Regarding “I’m not bad as so-and-so” – no one is better or worse than anyone else. Again, we all have strengths and weaknesses, overdeveloped and underdeveloped areas, and we all have been tainted from the fall and have been wounded (by the end of this post, this phrase will be engrained in your brain). We might have different strengths/weaknesses than someone else, different over/underdeveloped areas, different wounds – but we all have them in one way or another. The same is true for the “normal” statement and the “what’s wrong with you” statements and statements similar to them. What is “normal”? The statement implies that someone with things to work through isn’t normal. As does the “what’s wrong with you” statement. We all at some point in our lives will have something difficult we experience, some wound we need to heal from, something we need to process, or a skill we need help learning. That is normal and there is nothing wrong with it because (here it is again) we all have strengths and weaknesses, overdeveloped and underdeveloped areas, and we all have been tainted from the fall and have been wounded.

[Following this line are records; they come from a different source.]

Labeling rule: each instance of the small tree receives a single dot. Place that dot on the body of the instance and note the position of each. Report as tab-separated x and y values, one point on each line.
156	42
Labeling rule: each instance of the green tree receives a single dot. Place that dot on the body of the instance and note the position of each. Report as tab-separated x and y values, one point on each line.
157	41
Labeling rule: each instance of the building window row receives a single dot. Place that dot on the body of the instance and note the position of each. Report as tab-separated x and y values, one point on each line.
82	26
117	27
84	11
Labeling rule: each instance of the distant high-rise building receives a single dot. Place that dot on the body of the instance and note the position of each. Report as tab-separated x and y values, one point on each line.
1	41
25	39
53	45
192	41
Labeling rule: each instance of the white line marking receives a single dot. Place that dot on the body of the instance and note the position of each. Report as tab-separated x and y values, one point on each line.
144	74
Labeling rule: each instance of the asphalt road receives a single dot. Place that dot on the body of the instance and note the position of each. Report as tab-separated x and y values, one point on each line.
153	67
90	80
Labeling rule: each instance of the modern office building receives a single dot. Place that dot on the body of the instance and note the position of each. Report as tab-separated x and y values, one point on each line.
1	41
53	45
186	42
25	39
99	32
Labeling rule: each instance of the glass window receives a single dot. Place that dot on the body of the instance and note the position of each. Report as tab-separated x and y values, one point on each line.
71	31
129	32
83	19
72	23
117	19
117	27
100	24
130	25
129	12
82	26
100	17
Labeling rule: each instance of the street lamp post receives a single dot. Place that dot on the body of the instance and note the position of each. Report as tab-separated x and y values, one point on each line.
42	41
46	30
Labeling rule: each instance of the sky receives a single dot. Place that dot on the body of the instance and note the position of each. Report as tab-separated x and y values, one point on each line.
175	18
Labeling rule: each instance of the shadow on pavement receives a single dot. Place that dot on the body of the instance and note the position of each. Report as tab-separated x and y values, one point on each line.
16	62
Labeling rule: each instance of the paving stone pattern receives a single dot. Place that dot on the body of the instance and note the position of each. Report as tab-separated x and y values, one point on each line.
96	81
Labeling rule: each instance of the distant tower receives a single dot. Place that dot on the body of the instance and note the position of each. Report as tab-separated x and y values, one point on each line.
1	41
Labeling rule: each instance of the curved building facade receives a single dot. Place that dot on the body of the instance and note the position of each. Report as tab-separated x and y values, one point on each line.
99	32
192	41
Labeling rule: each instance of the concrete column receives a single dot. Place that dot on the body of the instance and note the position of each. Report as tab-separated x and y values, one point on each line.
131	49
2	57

I think part of the uniqueness about our emotional and mental health is that we often don’t take it as seriously as our physical health. Granted, our emotional and mental health is more difficult to measure, but it is central to who we are and how we relate to others and God and very much affects our physical health as well. Unfortunately, because much of society (and insurance companies) may not fully understand emotional and mental health, it sometimes isn’t covered by insurance or isn’t covered at the same rate meaning that is does sometimes cost us more out-of-pocket. However, I believe that when we don’t seek help processing situations or learning skills when we need to because it costs us money in the immediate, it ends up costing us more in our health (both physical and emotional/mental), relational health, and even our spiritual health in the long run.

Finally, let’s address the “I’m reading my 

Bible and praying about
it” statement. I’m glad you are and I believe God does use His word and our interaction with Him to grown and heal and transform us. However, I also believe that God is a relational God and He has made us relational people. So we need people just as we need His word and prayer and God has chosen to use people. Don’t miss in your reading of His word all the places where God uses people to reveal Himself, His purposes, and His ways – and receiving that, whether it is directly through the Holy Spirit, through His word, or through people, is part of how we process, heal, and grow.

In summary, a lot of the reasons that we give to not participate in counseling are statements showing a misunderstanding of what counseling is which causes us to think that we must be really messed up or crazy or not doing enough ourselves if we have to see a counselor. When in reality, it is beneficial for all of us to acknowledge that we have strengths and weaknesses, overdeveloped and underdeveloped areas, and we all have been tainted from the fall and have been wounded and to be open to processing that with someone else. There are times we can process things on our own while sharing with safe friends or family, but there are also times we need to process with someone who has an outside or different perspective or even trained in raising awareness and processing skills. And there is nothing abnormal or shameful or wrong with that.